The boy was tall and lanky, like a young colt who wasn’t sure how to manage his limbs yet. He had his father’s pale skin and dark hair and eyes, though they were almond shaped like his mother’s, but there was more of a lightness and cheerfulness in his stance.

The man beside him was clearly related to him, by the shape of his face and features, but his skin was darker brown even than his mother’s. His hair was dark brown, almost black at the roots, but had lightened in the sun to various shades of gold, brown, and even some red – though not so much red as to bring bad luck. I had never heard of that kind of color variation in human hair before. Most stunning, however, were his eyes – almond shaped like his mother’s but a startlingly vivid shade of green. I found myself thinking that, except for the color, they were not Remi’s eyes after all. Remi’s were round and innocent looking, albeit bright with intelligence and curiosity. This man’s were narrower, more masculine, more discerning and wiser, despite his youth. In fact, everything about him was…very appealingly masculine. He had no beard, I noticed, which seemed odd among his people. There was only a bit of stubble shadowing his high cheekbones and accentuating his strong jaw. Unlike the other males of his family, he wore simple clothes – sturdy jeans and a plain shirt, open at the collar, allowing me a glimpse of his beautifully shaped throat. He stared at me as if he not only knew me but cared about me, though I knew we had never met. I had no doubt at all that, if we had, I would have remembered him.

“This is my son, Jacob,” Harrison was saying, “and our youngest is Andrew.”  

Andrew stepped forward first, taking my hand and kissing it as his older brother, Isaac, had. It must be a custom of these people, I thought. Jacob held back, still staring, as if in shock.

“How did you get here?” he asked me.

“I was kidnapped from my home,” I answered.

“You were ill…” Lillian began.

I hid my sigh. The lie had gone for too long now. There was nothing more I could gain from it.

“That’s enough,” Harrison interrupted. “You did your best, Darling, but her kind are hard to fool for long.”
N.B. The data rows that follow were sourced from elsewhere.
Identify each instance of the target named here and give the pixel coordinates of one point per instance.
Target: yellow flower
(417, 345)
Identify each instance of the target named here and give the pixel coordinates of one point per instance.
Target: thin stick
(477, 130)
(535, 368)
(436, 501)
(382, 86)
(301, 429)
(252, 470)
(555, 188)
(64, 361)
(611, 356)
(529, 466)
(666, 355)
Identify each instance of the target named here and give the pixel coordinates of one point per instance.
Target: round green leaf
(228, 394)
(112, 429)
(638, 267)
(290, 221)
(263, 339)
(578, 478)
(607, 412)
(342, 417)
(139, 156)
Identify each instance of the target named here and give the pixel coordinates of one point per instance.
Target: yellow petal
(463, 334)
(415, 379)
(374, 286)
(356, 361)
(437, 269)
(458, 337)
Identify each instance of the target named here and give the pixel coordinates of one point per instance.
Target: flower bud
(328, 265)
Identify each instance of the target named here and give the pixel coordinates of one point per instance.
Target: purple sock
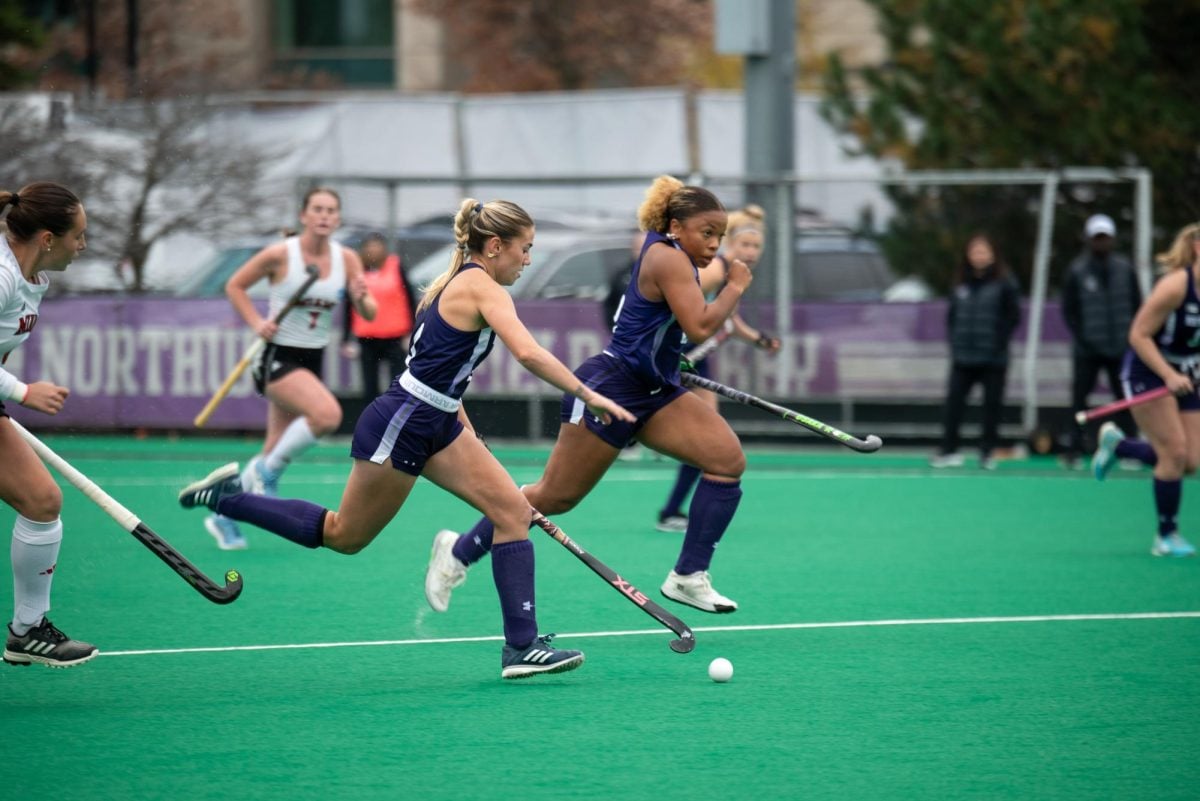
(298, 521)
(684, 482)
(475, 543)
(1167, 500)
(513, 571)
(1137, 449)
(712, 509)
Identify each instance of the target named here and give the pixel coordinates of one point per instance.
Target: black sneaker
(538, 657)
(46, 645)
(211, 488)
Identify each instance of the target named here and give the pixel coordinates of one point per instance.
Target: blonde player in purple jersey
(1164, 350)
(301, 408)
(417, 428)
(640, 369)
(43, 229)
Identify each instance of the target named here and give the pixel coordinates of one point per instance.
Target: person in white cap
(1099, 299)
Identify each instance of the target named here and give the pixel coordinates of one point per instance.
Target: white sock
(295, 440)
(35, 550)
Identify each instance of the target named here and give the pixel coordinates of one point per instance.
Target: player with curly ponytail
(640, 368)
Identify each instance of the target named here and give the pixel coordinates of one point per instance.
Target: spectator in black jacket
(983, 313)
(1099, 299)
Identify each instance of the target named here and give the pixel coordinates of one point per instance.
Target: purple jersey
(1180, 336)
(646, 337)
(441, 356)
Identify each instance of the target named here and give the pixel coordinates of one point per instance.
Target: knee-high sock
(685, 480)
(295, 440)
(709, 515)
(513, 571)
(35, 552)
(293, 519)
(475, 543)
(1168, 495)
(1137, 449)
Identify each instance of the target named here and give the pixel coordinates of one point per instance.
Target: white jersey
(18, 311)
(307, 325)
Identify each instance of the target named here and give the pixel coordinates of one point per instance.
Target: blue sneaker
(537, 657)
(211, 488)
(225, 530)
(258, 480)
(1105, 451)
(1173, 544)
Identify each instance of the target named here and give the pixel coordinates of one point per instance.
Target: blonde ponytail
(474, 224)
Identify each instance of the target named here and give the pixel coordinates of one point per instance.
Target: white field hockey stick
(1121, 405)
(868, 445)
(130, 522)
(251, 354)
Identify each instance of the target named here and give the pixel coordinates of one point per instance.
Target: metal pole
(1144, 227)
(1038, 299)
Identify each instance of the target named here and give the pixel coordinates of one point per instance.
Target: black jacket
(983, 313)
(1099, 299)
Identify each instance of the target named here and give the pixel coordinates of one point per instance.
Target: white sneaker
(1105, 450)
(672, 523)
(696, 590)
(1173, 544)
(445, 572)
(946, 461)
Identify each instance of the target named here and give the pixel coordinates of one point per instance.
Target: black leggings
(963, 378)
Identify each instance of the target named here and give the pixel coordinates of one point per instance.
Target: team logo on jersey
(25, 323)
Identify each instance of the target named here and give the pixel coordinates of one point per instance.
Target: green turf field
(904, 634)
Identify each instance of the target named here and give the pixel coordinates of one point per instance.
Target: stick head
(684, 644)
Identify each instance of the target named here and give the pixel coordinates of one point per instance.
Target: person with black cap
(1099, 299)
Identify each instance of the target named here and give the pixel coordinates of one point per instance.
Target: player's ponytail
(42, 205)
(473, 226)
(667, 199)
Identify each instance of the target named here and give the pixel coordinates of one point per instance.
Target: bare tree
(547, 44)
(167, 168)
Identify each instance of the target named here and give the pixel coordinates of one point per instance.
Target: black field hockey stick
(687, 639)
(869, 445)
(256, 348)
(130, 522)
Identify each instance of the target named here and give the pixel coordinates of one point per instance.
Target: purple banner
(154, 362)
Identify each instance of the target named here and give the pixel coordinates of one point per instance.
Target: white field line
(844, 624)
(664, 476)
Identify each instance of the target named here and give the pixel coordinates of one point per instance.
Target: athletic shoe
(672, 523)
(445, 572)
(537, 657)
(1105, 451)
(696, 590)
(226, 533)
(946, 461)
(258, 480)
(211, 488)
(45, 644)
(1173, 544)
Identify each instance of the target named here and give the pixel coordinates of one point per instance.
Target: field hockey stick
(868, 445)
(687, 639)
(251, 354)
(130, 522)
(1109, 409)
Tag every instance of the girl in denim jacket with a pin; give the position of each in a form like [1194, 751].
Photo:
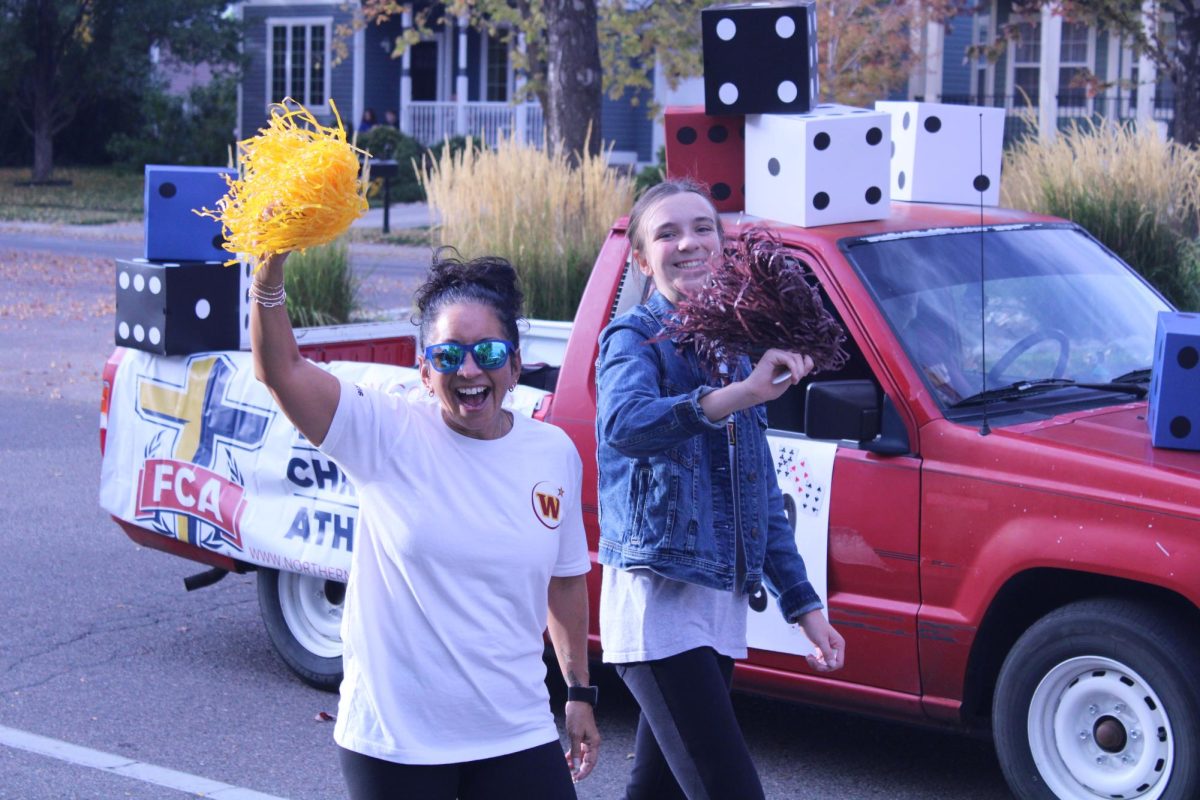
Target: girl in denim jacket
[691, 519]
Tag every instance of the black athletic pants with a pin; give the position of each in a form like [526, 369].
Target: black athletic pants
[535, 773]
[689, 744]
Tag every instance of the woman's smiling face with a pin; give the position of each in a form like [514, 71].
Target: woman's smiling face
[681, 244]
[469, 396]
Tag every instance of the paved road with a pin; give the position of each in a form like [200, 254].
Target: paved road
[101, 648]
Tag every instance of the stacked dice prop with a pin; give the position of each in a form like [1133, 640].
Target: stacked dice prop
[1175, 384]
[177, 308]
[709, 149]
[946, 154]
[173, 232]
[760, 58]
[821, 168]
My kind? Did he mean woodsies?

“You’re clearly townies. You didn’t escape to hide in the forest. You’re too comfortable and happy here. You don’t even have a daughter, do you?”

“No,” Harrison answered.

“You came hunting for woodsies. Or was it just for me?”

His eyes narrowed slightly, enough to confirm that it had just been for me.
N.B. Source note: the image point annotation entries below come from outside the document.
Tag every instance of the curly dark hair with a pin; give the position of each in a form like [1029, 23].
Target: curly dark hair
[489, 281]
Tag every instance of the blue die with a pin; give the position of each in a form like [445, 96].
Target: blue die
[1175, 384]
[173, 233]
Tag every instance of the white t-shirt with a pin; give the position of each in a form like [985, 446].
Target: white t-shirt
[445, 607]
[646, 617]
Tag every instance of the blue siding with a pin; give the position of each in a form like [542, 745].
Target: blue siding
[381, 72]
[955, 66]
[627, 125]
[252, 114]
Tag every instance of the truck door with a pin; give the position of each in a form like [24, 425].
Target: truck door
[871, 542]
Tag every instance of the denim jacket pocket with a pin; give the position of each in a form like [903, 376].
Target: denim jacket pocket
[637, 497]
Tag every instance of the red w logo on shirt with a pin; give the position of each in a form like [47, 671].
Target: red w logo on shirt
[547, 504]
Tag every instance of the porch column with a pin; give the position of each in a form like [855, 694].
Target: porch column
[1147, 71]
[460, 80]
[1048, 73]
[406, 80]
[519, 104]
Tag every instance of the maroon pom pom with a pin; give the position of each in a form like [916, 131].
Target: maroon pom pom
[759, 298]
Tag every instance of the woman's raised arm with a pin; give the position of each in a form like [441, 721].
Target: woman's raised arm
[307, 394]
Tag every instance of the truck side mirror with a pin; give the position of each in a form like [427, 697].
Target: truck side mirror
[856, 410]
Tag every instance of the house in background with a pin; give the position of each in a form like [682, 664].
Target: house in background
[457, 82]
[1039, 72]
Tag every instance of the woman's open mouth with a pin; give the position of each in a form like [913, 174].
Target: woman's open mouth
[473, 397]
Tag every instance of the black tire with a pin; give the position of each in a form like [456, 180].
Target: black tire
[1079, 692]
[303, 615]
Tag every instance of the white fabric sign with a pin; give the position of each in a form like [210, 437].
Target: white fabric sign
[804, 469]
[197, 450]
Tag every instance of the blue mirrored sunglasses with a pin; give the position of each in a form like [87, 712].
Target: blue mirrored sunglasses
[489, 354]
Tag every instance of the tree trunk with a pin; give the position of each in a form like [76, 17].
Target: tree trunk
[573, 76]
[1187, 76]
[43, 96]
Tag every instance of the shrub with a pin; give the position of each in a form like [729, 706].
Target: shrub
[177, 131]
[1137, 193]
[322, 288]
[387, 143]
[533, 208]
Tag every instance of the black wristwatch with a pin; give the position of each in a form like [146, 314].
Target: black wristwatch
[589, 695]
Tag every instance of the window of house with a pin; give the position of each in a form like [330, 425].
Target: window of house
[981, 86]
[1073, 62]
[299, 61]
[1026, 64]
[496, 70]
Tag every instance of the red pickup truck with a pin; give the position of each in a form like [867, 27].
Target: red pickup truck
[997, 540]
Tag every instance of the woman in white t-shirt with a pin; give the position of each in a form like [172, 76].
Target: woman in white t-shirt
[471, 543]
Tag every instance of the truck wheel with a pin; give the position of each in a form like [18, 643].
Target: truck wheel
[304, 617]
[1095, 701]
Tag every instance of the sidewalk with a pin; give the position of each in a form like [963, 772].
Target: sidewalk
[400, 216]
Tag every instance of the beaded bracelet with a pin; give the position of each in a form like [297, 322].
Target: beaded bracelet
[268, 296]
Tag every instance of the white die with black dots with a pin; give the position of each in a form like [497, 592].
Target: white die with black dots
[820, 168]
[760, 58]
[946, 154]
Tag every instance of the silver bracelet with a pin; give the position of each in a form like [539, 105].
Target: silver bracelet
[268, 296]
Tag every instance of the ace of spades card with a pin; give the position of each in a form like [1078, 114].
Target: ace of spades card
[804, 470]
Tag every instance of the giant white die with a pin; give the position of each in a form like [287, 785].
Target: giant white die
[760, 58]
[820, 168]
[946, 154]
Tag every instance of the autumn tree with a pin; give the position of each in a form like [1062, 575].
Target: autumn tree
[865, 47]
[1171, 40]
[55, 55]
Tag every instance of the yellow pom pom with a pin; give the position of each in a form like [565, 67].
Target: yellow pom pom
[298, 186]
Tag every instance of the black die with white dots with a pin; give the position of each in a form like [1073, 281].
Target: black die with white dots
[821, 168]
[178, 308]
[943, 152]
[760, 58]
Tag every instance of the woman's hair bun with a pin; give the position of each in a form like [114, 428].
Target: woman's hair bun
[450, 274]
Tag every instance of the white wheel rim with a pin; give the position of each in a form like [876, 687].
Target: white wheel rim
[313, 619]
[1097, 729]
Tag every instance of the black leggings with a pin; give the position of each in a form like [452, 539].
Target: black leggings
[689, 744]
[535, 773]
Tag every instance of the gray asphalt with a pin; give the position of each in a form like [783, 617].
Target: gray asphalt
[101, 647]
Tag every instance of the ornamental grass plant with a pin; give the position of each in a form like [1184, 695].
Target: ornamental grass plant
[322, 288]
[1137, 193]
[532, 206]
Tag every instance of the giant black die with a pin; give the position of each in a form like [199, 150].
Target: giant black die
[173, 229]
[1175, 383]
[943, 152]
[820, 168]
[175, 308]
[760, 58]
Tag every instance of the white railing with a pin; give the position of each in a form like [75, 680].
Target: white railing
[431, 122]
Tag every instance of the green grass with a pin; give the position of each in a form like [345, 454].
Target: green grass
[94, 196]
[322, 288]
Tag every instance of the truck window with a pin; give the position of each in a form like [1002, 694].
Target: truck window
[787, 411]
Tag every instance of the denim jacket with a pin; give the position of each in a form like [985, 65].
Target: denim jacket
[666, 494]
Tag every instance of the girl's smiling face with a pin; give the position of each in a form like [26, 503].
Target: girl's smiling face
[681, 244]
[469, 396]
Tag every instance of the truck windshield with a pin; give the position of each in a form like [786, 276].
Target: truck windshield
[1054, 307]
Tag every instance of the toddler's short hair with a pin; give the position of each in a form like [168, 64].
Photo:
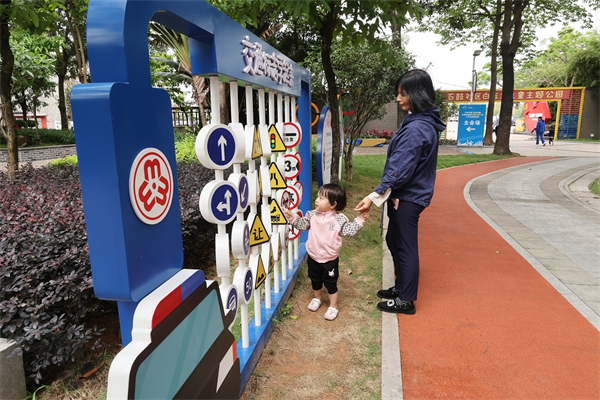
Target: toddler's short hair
[335, 194]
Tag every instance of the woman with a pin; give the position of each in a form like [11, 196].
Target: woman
[407, 185]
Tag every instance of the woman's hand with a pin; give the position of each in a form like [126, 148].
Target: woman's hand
[288, 214]
[364, 206]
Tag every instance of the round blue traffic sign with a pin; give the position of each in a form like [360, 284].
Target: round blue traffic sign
[216, 146]
[219, 201]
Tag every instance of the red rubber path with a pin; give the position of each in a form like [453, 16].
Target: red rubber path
[488, 326]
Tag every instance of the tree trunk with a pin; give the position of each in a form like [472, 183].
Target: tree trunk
[61, 58]
[72, 21]
[200, 92]
[513, 22]
[327, 39]
[6, 70]
[37, 129]
[488, 138]
[225, 108]
[24, 109]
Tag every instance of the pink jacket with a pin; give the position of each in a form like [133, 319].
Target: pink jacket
[326, 231]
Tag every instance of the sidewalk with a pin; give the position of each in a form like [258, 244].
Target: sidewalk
[509, 298]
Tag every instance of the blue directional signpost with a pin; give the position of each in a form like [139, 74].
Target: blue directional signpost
[471, 123]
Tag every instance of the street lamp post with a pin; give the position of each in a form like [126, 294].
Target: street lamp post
[474, 75]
“How did you learn about me?”

Harrison had no intention of answering that. He just stared at me. I saw Isaac, standing beside him, glance at Jacob, however. Jacob was glaring at his father and brother, his anger barely suppressed. But how had Jacob known about me? I had never met him before.

“You have me now,” I said. “I’m here. What do you want with me?”

Harrison smiled toward Jacob even as he answered me. “We plan to make you a queen.”